How to force MySQL to connect by TCP instead of a Unix socket?

In Linux and other *nixes, MySQL will assume you want to use a socket if you connect to the host "localhost" (which would be the default hostname).

You can override this in 3 ways: 1) Specify a different hostname like 127.0.0.1 (mysql -h 127.0.0.1) or your server's real hostname 2) Specify that you want to use TCP and not a socket (mysql --protocol tcp)

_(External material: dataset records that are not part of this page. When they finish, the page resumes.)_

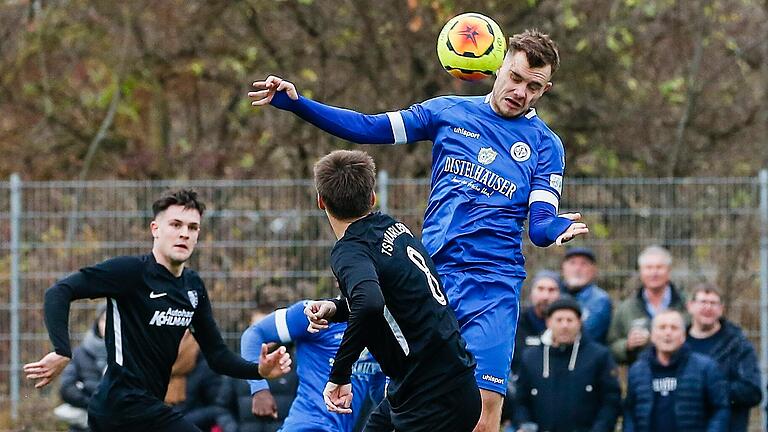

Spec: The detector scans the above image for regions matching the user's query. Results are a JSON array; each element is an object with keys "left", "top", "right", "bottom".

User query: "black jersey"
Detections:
[
  {"left": 331, "top": 213, "right": 475, "bottom": 408},
  {"left": 45, "top": 254, "right": 260, "bottom": 422}
]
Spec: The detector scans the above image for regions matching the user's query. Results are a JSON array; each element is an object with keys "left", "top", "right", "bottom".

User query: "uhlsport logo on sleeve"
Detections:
[{"left": 509, "top": 141, "right": 531, "bottom": 162}]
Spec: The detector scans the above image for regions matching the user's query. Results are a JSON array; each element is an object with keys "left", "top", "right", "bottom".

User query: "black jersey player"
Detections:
[
  {"left": 24, "top": 189, "right": 291, "bottom": 432},
  {"left": 305, "top": 150, "right": 481, "bottom": 432}
]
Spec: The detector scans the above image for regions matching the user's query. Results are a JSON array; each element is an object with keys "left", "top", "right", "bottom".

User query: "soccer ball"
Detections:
[{"left": 437, "top": 12, "right": 507, "bottom": 81}]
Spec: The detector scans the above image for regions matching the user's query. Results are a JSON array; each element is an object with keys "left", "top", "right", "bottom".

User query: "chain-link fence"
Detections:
[{"left": 0, "top": 173, "right": 768, "bottom": 429}]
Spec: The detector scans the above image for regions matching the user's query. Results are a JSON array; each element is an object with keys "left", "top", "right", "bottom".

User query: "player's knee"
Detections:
[
  {"left": 480, "top": 389, "right": 504, "bottom": 416},
  {"left": 474, "top": 389, "right": 504, "bottom": 432}
]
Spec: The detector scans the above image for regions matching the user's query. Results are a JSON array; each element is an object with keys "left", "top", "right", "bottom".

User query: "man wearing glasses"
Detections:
[{"left": 686, "top": 283, "right": 762, "bottom": 432}]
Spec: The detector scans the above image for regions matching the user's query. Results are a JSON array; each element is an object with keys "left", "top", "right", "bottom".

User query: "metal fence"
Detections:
[{"left": 0, "top": 172, "right": 768, "bottom": 429}]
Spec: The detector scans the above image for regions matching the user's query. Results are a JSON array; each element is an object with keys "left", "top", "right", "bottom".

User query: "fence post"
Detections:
[
  {"left": 759, "top": 169, "right": 768, "bottom": 426},
  {"left": 377, "top": 170, "right": 389, "bottom": 213},
  {"left": 10, "top": 173, "right": 21, "bottom": 423}
]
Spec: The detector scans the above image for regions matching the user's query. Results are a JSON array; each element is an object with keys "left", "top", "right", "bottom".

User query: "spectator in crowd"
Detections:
[
  {"left": 515, "top": 296, "right": 621, "bottom": 432},
  {"left": 501, "top": 270, "right": 560, "bottom": 425},
  {"left": 512, "top": 270, "right": 560, "bottom": 374},
  {"left": 623, "top": 310, "right": 730, "bottom": 432},
  {"left": 165, "top": 330, "right": 200, "bottom": 411},
  {"left": 54, "top": 306, "right": 107, "bottom": 432},
  {"left": 608, "top": 246, "right": 685, "bottom": 364},
  {"left": 561, "top": 247, "right": 613, "bottom": 345},
  {"left": 686, "top": 283, "right": 763, "bottom": 432}
]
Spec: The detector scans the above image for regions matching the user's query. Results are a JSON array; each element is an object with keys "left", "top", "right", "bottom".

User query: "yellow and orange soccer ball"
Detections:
[{"left": 437, "top": 12, "right": 507, "bottom": 81}]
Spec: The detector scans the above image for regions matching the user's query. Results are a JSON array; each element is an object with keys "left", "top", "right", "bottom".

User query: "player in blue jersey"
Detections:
[
  {"left": 248, "top": 30, "right": 588, "bottom": 432},
  {"left": 240, "top": 301, "right": 386, "bottom": 432}
]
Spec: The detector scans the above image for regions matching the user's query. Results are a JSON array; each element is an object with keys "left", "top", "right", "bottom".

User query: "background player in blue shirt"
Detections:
[
  {"left": 248, "top": 30, "right": 588, "bottom": 432},
  {"left": 240, "top": 301, "right": 386, "bottom": 432}
]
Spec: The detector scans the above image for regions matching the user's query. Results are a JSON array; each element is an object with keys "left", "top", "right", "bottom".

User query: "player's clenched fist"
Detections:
[
  {"left": 323, "top": 382, "right": 352, "bottom": 414},
  {"left": 304, "top": 300, "right": 336, "bottom": 333},
  {"left": 259, "top": 344, "right": 291, "bottom": 379},
  {"left": 24, "top": 352, "right": 70, "bottom": 388},
  {"left": 248, "top": 75, "right": 299, "bottom": 106}
]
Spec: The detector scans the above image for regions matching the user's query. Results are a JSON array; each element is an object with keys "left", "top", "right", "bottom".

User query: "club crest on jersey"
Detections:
[
  {"left": 509, "top": 141, "right": 531, "bottom": 162},
  {"left": 477, "top": 147, "right": 498, "bottom": 165},
  {"left": 187, "top": 290, "right": 197, "bottom": 309}
]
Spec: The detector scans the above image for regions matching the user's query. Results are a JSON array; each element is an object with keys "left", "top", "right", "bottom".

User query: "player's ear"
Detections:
[
  {"left": 317, "top": 194, "right": 325, "bottom": 210},
  {"left": 149, "top": 220, "right": 160, "bottom": 238}
]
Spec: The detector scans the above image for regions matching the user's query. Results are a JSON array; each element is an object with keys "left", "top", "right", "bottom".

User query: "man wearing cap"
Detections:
[
  {"left": 561, "top": 247, "right": 613, "bottom": 345},
  {"left": 514, "top": 296, "right": 621, "bottom": 432}
]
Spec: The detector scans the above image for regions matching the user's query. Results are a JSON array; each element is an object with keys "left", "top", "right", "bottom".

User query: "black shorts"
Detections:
[
  {"left": 88, "top": 406, "right": 202, "bottom": 432},
  {"left": 365, "top": 374, "right": 483, "bottom": 432}
]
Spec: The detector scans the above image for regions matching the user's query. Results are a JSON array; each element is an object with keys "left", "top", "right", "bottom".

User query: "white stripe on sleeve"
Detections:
[
  {"left": 387, "top": 111, "right": 408, "bottom": 144},
  {"left": 109, "top": 299, "right": 123, "bottom": 366},
  {"left": 275, "top": 309, "right": 291, "bottom": 343},
  {"left": 384, "top": 305, "right": 411, "bottom": 356},
  {"left": 528, "top": 189, "right": 560, "bottom": 211}
]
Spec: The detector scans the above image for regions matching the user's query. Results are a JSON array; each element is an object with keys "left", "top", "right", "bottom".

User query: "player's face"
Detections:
[
  {"left": 688, "top": 292, "right": 723, "bottom": 328},
  {"left": 491, "top": 51, "right": 552, "bottom": 117},
  {"left": 151, "top": 205, "right": 200, "bottom": 266},
  {"left": 547, "top": 309, "right": 581, "bottom": 344},
  {"left": 651, "top": 314, "right": 685, "bottom": 354},
  {"left": 562, "top": 255, "right": 597, "bottom": 289},
  {"left": 640, "top": 255, "right": 671, "bottom": 291}
]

You can also easily make that the default my editing your my.cnf so it has this ([client] means any client:

[client]
protocol=tcp

You can see the full description of how MySQL decides how to connect here:

http://dev.mysql.com/doc/refman/5.5/en/connecting.html


Use an IP-binding to 127.0.0.1. That should activate a listening port on localhost. On the client side do not use localhost - use 127.0.0.1 instead. Many clients have an internal alias that makes them connect to the socket if you specify localhost as target.

MySQL is strange.


Isn't this really a client issue ? If using the mysql program You can use the --protocol switch. From the man page

 --protocol={TCP|SOCKET|PIPE|MEMORY}

       The connection protocol to use for connecting to the server. It is
       useful when the other connection parameters normally would cause a
       protocol to be used other than the one you want. For details on the
       allowable values, see Section 4.2.2, “Connecting to the MySQL
       Server”.

I just tried

mysql --protocol=TCP -u root -p

whilst monitoring port 3306 with tcpdump -i lo tcp port 3306 and I can see traffic whereas if I just run

mysql  -u root -p

I (correctly) see no traffic on port 3306.

EDIT:

Now that you tell us you are using DRUPAL, the solution is relatively easy.

Go to sites/<sitename> or sites/default and edit the settings.php file

You will find a structure like this

$databases = array (
  'default' =>
  array (
    'default' =>
    array (
      'database' => 'databasename',
      'username' => 'databaseuser',
      'password' => 'databasepassword',
      'host' => 'localhost',
      'port' => '',
      'driver' => 'mysql',
      'prefix' => '',
    ),
  ),
);

Change the 'localhost' to '127.0.0.1' and save the file.


This may sound a little crazy

Try setting the socket file to an absolute path whose path resides on another machine

http://dev.mysql.com/doc/refman/5.0/en/server-options.html#option_mysqld_socket

Otherwise, you cannot bypass this default behavior because a socket file must exist for mysqld to communicate with.